DEPOSTJOGJA,- “SANTET?” Ucap Sri dan yang lain bersamaan karena kaget. Sri dan yang lainnya semakin menegang. “Iyo, magkane, cah iku, di gowo nang kene, disingitno, ben isok tahan, sampe ketemye awulurane (iya, karena itu dia di sembunyikan disini, biar bisa bertahan, sampai ketemu cara memasang santetnya).”
“Disingitno tekan sinten mbah (disembunyikan dari siapa mbah?),” tanya Sri, yang terlihat semakin tertarik, seakan semua yang ada membuatnya penasaran.
Mbah Tamin menatap Sri. Matanya seakan tidak nyaman dengan pertanyaan itu. “Akeh sing rung mok erohi, luweh apik gak roh ae (banyak yang tidak kamu ketahui, lebih baik kamu tidak tahu saja).”
Seketika suasana menjadi hening. Mbah Tamin mengambil sebuah kotak, mengambil sejumput daun kering dari dalam kotak itu dan memelintirnya dengan kertas. Sebelum akhirnya ia menyesapnya kuat-kuat. Asal mengepul keluar dari mulutnya.
“Sak iki, tak uruki tugas’e njenengan kabeh yo (sekarang waktunya saya memberi tahu tugas kalian disini).” Mbah Tamin berdiri, ia memberi tanda agar Sri dan yang lain mengikutinya. Ia berjalan di samping sisi rumah. Banyak sekali potongan kayu disusun. Memang rumah ini terlihat mengerikan dengan pencahayaan yang hanya berasal dari lampu petromak.

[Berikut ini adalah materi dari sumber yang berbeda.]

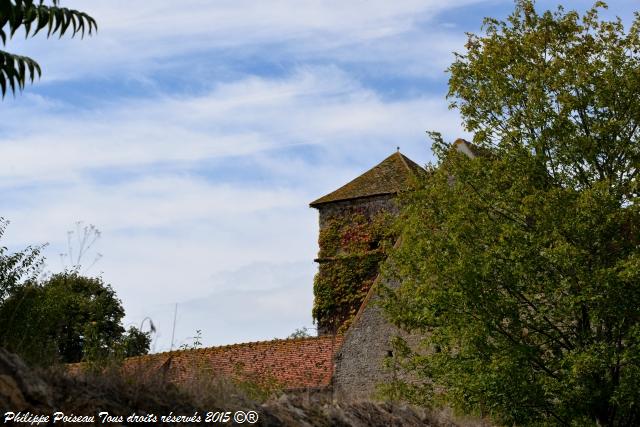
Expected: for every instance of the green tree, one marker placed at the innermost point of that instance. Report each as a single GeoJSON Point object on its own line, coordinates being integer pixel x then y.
{"type": "Point", "coordinates": [17, 267]}
{"type": "Point", "coordinates": [69, 318]}
{"type": "Point", "coordinates": [522, 265]}
{"type": "Point", "coordinates": [34, 16]}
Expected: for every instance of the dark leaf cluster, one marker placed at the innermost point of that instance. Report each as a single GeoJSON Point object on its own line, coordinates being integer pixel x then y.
{"type": "Point", "coordinates": [33, 17]}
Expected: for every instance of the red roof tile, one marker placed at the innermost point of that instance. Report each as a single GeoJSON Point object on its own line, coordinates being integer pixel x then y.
{"type": "Point", "coordinates": [291, 363]}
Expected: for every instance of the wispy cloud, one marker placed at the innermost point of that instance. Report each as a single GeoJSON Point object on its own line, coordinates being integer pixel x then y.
{"type": "Point", "coordinates": [199, 173]}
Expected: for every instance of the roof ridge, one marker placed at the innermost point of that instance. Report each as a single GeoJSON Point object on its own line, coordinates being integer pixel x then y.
{"type": "Point", "coordinates": [390, 176]}
{"type": "Point", "coordinates": [227, 346]}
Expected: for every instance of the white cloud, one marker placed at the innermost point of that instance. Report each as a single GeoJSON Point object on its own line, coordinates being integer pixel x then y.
{"type": "Point", "coordinates": [137, 38]}
{"type": "Point", "coordinates": [203, 197]}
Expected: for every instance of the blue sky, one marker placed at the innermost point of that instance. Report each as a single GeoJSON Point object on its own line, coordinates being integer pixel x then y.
{"type": "Point", "coordinates": [194, 135]}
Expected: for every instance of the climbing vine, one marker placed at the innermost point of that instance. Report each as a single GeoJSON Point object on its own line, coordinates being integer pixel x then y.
{"type": "Point", "coordinates": [352, 246]}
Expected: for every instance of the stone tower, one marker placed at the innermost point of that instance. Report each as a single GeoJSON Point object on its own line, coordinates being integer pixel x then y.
{"type": "Point", "coordinates": [355, 233]}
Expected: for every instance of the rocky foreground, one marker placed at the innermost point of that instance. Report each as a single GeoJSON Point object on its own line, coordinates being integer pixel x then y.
{"type": "Point", "coordinates": [30, 397]}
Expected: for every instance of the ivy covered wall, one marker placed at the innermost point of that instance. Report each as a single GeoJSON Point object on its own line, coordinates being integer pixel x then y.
{"type": "Point", "coordinates": [354, 239]}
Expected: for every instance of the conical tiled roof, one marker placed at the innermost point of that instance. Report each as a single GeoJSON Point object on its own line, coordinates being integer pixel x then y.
{"type": "Point", "coordinates": [392, 175]}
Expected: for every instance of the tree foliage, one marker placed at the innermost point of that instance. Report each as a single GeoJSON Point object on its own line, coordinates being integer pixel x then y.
{"type": "Point", "coordinates": [17, 267]}
{"type": "Point", "coordinates": [523, 264]}
{"type": "Point", "coordinates": [33, 17]}
{"type": "Point", "coordinates": [70, 318]}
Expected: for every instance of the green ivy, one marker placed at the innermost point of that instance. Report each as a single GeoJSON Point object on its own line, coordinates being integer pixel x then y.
{"type": "Point", "coordinates": [352, 247]}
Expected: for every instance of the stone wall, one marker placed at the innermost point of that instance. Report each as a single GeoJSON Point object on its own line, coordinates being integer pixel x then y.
{"type": "Point", "coordinates": [343, 211]}
{"type": "Point", "coordinates": [369, 205]}
{"type": "Point", "coordinates": [360, 361]}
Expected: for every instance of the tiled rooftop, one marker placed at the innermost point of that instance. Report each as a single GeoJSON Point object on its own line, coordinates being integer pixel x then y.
{"type": "Point", "coordinates": [390, 176]}
{"type": "Point", "coordinates": [290, 363]}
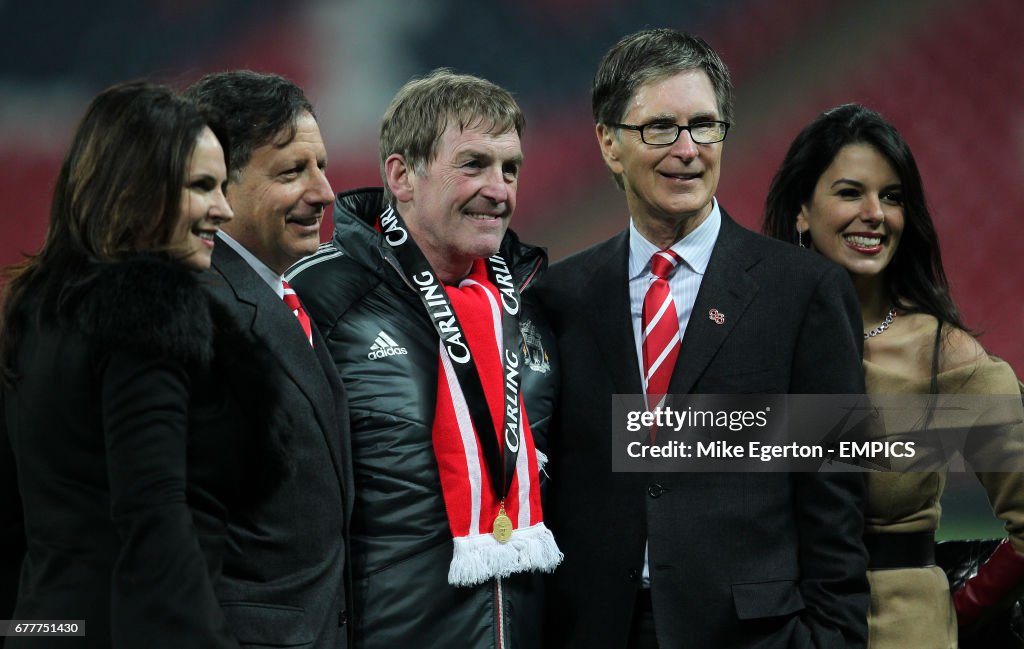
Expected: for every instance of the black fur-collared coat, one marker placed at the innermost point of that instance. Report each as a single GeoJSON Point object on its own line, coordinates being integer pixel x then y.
{"type": "Point", "coordinates": [137, 425]}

Selain itu, kegelapan ada dimana-mana.
Ia berhenti tepat di belakang rumah. Disana ada sebuah pagar bambu. Di dalamnya ada sebuah sumur. Tempat untuk mandi dan tempat untuk mengambil air untuk kebutuhan hidup selama tinggal di sini. Termasuk untuk basuh sudo (tubuh mati) Dela yang terbaring tidak bergerak.
Baca juga: Bagian 5, Misteri Sewu Dino
Hanya Sri yang berinisiatif bertanya. Terutama soal cara memandikan Dela. Entah kenapa, Sri seakan tahu cara memandikannya pasti tidak sama dengan memandikan orang biasa. Hal itu membuat Mbah Tamin tersenyum. Seakan mempersingkat penjelasan beliau tentang semua ini.
“Iyo cara ngedusine, pancen onok tata carane, salah sijine, kembang pitung rupo (iya cara memandikannya memang berbeda, ada tata caranya, salah satunya dengan bunga 7 rupa).”
Mbah Tamin menunjuk sebuah tempat khusus. Di tempat itu, ada bunga dengan rupa berbeda dan diletakan di atas tempeh. Dengan cekatan, mbah Tamin mengisi baskom dengan air, mencampurinya dengan bebungaan itu. Lalu membawanya ke tempat Dela tertidur.
Lalu, ia melihat Sri memanggilnya. Dini dan Erna hanya mengamatinya. Ia diminta mengikat tangan dan kaki Dela, Sri mengikuti apa kata Mbah Tamin.
Walau sebenarnya ia bingung, kenapa Dela harus diikat. Setelah Sri menyelesaikan tugasnya, Mbah Tamin baru membuka keranda bambu kuning itu. Ia mulai membasuh badan Dela, Sri ikut membantu. Di sana, ia menemukan fakta lain. Perut Dela seperti mengandung.
Sri yang membasuhnya, menatap mbah Tamin dengan tatapan yang bingung dan kaget. Namun, mbah Tamin tampak mengerti apa yang Sri tanyakan. Setelah selesai dengan semua itu, keranda kembali di tutup dan kain yang mengikat Dela dilepas satu persatu.
Mbah Tamin melangkah pergi. “Mbah” kata Sri sambil mengejar Mbah Tamin. Dibelakangnya ada Dini dan Erna yang tidak tahu apa yang baru saja Sri lihat.
“Engkok, tak ceritani, nek awakmu wes siap (nanti saya ceritakan kalau kamu sudah siap saja),” kata Mbah Tamin. “Tugasmu kabeh, ngurus Dela (tugas kalian semua mengurus Dela).”
Sudah tiga hari. Sri, Dini dan Erna sudah bergantian mengurus Dela. Bagaimanakah cerita Sri saat mengurus Dela? Apakah semua pertanyaannya sudah terjawab?* (Bersumber dari Twitter @simplem81378523 / PARISAINI R ZIDANIA)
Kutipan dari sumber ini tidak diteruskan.